The senior analyst for mobile phones at IDC Canada was among a group of speakers at a Toronto Region Board of Trade luncheon last week, where he was talking about the increased need for security on devices. His point with The Daily Breach was obvious before he even went on to explain it: No one  wants their organization to wind up as a headline in a story about a failure to adequately protect sensitive information.

In fact, according to an IDC Canada research study on this issue, Khanna said only 59 percent of the 120 CIOs surveyed said they have deployed mobile security solutions.

“That’s like saying 40 percent of Torontonians will put locks on their doors. That’s what this situation amounts to,” he said.

He’s right, but I think part of the problem comes down to the fact that people still imagine coverage in The Daily Breach is the worst-case scenario they face. Reputational damage is a real thing, and people do get fired for IT security fiascos (see Exhibit A: former Sony exec Amy Pascal) but the fallout can go much further than that.

People will get over the immediate scandal, but the loss of trust can linger on and cause issues elsewhere. As more organizations create mobile apps to engage with their customers and partners, they will be counting on people to actually install and regularly use them. That won’t happen if people worry the app will open a back door to hackers, or render their smartphone or tablet inoperable.
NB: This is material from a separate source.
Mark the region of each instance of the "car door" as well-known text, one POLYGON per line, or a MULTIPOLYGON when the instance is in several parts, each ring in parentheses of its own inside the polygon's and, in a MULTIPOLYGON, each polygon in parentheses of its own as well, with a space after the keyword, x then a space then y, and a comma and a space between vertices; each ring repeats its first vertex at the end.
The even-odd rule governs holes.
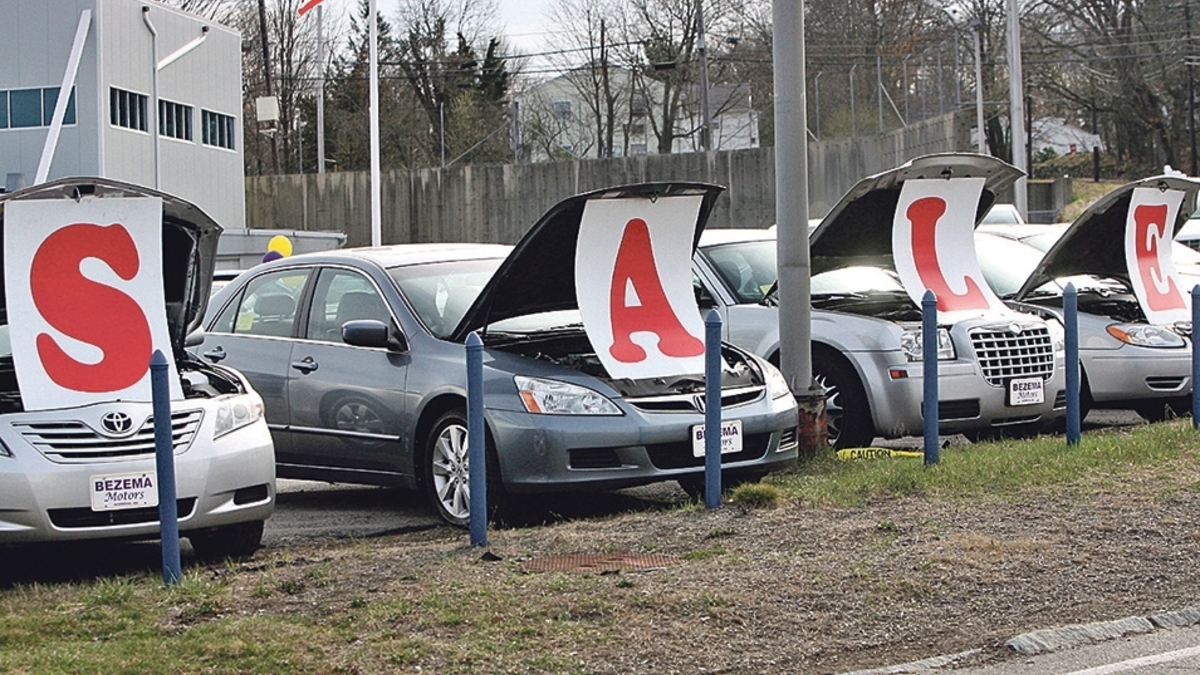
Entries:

On a broader scale, mobile technology allows people who once would have required everything to happen at their headquarters to perform key activities outside the office. In that sense, smartphones and tablets become an extension of a company’s physical environment. You would never get a customer to walk through your door if they were worried that thieves were lying in wait on the other side. If mobile device and network security isn’t taken more seriously by enterprises and SMBs, customers may be reluctant to welcome you into their offices, too.

Perhaps most critically, success as a business depends largely upon having the right information at the right time. For all the talk about big data, many firms need to gather more data than they ever have before, but that requires trust on the part of those handing it over. There are now retailers where I no longer give away my e-mail address at the checkout, and I use cash instead of credit or debit. They still get my money, but they lose out on data that could be used to nurture their relationship with me. That’s the incalculable cost of IT security problems.

As with many controversies, what gets published on the front page of the mythical Daily Breach are big news one day and forgotten the next. If they want to prioritize their security budget dollars and avoid the worst mishaps, IT departments need to spend more time thinking of the often deeper, far more interesting stories that happen behind all the headlines.